Delhi Lieutenant Governor Vinai Kumar Saxena has highlighted the efforts undertaken in Delhi to plant bamboo trees to augment oxygen supply in the national capital, saying this initiative will help revive the city’s ambience.
At a recent meeting of the Northern Zonal Council in Amritsar, Saxena made a presentation on the good practices and innovative steps taken in Delhi in recent months.
The Northern Zonal Council — chaired by Union Home Minister Amit Shah — comprises Punjab, Haryana, Rajasthan, Himachal Pradesh and the Union Territories of Delhi, Jammu and Kashmir, Ladakh and Chandigarh.
Saxena said the city government’s forest department planted about 2.9 lakh bamboo trees and the Delhi Development Authority another 25,000 across the city, including at ‘Baansera’ on the Yamuna’s bank.
Saxena claimed bamboo trees emit 30 per cent more oxygen compared to other plant species and consume less water, helping raise the water table.
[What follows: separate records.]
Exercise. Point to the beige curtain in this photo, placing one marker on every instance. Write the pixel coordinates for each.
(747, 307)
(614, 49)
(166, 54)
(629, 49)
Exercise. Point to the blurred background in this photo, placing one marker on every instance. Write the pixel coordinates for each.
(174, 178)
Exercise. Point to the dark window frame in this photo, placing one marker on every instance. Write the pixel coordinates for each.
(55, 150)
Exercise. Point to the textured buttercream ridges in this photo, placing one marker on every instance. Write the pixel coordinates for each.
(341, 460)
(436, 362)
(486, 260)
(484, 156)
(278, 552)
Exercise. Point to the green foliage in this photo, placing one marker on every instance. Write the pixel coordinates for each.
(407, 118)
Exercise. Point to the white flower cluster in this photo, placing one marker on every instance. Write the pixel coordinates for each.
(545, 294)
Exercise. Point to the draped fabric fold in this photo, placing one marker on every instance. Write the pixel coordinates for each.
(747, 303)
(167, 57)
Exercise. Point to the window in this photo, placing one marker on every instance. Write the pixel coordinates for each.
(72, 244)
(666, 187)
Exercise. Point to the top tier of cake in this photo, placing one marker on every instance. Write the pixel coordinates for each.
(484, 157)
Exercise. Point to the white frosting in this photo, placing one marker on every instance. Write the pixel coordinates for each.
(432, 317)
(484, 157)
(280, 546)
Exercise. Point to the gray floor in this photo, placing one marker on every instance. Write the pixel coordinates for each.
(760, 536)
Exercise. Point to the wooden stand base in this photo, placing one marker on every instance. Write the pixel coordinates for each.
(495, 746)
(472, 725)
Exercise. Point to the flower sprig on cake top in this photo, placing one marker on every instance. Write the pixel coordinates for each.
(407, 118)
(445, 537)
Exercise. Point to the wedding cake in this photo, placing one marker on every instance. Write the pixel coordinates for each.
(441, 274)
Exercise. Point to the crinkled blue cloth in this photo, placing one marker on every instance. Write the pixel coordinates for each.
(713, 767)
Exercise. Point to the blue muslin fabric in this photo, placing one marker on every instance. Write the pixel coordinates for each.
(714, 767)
These trees, despite scepticism by “experts”, have grown up to 10-20 feet during the past eight months. While Delhi suffers from “imported air pollution” from other states, this initiative will help revive and refurbish the city’s ambience, Saxena told the gathering.
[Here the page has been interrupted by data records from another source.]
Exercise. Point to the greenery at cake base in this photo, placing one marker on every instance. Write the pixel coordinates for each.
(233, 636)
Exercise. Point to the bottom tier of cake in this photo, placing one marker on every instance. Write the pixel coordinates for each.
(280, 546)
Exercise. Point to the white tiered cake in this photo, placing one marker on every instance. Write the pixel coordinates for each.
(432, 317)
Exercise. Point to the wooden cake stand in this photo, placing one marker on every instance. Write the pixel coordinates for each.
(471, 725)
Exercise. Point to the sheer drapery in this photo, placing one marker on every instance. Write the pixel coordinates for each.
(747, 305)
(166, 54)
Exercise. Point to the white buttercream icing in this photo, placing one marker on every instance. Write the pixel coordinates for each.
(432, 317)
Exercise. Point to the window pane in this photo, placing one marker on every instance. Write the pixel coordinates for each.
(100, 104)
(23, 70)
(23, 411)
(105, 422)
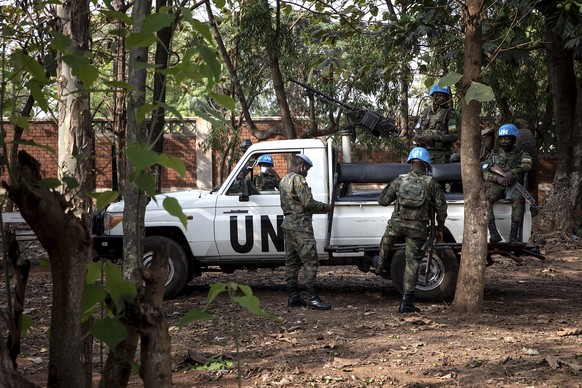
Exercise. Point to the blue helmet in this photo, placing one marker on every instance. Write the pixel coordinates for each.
(420, 154)
(437, 89)
(266, 159)
(306, 159)
(508, 130)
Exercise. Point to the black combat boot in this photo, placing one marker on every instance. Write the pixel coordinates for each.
(494, 235)
(295, 299)
(379, 265)
(315, 302)
(514, 232)
(406, 305)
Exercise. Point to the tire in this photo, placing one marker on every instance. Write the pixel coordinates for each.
(442, 278)
(177, 264)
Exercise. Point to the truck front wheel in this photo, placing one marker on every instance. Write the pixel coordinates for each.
(177, 263)
(441, 280)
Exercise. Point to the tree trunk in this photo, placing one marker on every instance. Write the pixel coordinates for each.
(118, 366)
(119, 111)
(47, 213)
(557, 215)
(470, 284)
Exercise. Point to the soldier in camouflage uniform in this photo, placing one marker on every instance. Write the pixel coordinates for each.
(436, 129)
(412, 221)
(300, 248)
(515, 163)
(267, 179)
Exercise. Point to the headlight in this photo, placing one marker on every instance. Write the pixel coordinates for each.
(112, 220)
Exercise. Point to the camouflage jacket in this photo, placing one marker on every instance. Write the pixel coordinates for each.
(435, 198)
(266, 181)
(516, 161)
(298, 204)
(442, 124)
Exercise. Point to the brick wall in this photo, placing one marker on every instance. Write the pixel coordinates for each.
(181, 142)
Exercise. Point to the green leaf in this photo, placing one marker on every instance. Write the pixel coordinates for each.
(114, 15)
(110, 331)
(141, 156)
(36, 91)
(209, 56)
(203, 29)
(49, 183)
(450, 79)
(176, 164)
(120, 290)
(142, 111)
(76, 61)
(21, 121)
(252, 303)
(70, 182)
(215, 290)
(224, 100)
(93, 296)
(146, 182)
(138, 39)
(156, 21)
(88, 74)
(173, 207)
(479, 92)
(193, 316)
(104, 198)
(26, 323)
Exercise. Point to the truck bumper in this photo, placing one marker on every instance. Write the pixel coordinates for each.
(108, 247)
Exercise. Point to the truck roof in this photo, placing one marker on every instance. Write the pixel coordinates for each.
(287, 144)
Similarly, in an effort to clean the Najafgarh drain and the Yamuna river, the extremely cost-effective and innovative measure of “partial gravitational de-silting” was used to dispose of thousands of tons of accumulated silt and garbage, he said.
This apart, motor boats with attached rotor blades were used to cut hyacinth into small pieces that were then loaded onto trucks using conveyer belts. These were then put beneath the soil on the banks of the drain/river, turning them into natural manure, the Lt Governor said.
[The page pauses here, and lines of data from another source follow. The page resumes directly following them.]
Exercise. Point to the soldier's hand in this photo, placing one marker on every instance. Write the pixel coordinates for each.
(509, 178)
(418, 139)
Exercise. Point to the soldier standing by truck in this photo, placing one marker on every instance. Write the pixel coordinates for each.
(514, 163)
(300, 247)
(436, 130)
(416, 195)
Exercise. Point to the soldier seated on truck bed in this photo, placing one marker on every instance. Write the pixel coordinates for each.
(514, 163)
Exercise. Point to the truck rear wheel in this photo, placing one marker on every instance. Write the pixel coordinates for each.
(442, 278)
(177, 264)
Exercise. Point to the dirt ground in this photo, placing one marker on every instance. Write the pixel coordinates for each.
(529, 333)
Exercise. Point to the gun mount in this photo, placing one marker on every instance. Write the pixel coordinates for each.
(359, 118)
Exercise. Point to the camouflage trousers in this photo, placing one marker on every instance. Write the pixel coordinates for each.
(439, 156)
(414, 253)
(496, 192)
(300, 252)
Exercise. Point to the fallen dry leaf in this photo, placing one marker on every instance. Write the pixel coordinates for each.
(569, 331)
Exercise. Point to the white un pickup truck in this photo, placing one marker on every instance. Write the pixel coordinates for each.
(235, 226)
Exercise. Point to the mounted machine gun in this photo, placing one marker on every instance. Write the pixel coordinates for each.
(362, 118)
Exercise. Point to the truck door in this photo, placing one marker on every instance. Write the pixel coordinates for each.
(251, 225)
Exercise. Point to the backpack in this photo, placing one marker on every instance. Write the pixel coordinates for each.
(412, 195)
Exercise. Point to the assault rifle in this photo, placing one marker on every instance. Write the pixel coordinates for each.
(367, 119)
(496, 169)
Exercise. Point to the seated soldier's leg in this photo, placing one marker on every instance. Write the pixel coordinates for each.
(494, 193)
For the disposal of waste accumulated at Delhi’s infamous landfill sites, Saxena said innovative measures such as selling the refuse-derived fuel (RDF) to cement and paper industries for their boilers and plants was undertaken.
These industries in Rajasthan and Western UP respectively, had started paying the MCD Rs 100 per ton for the RDF picked, instead of about Rs 2500 that MCD was paying to get this RDF picked earlier. Before undertaking this exercise, the LG had got the Gross Calorific Value of the RDF calculated, and once it came out that this value was more than coal, the same was offered to these industries as cheaper fuel that could replace coal.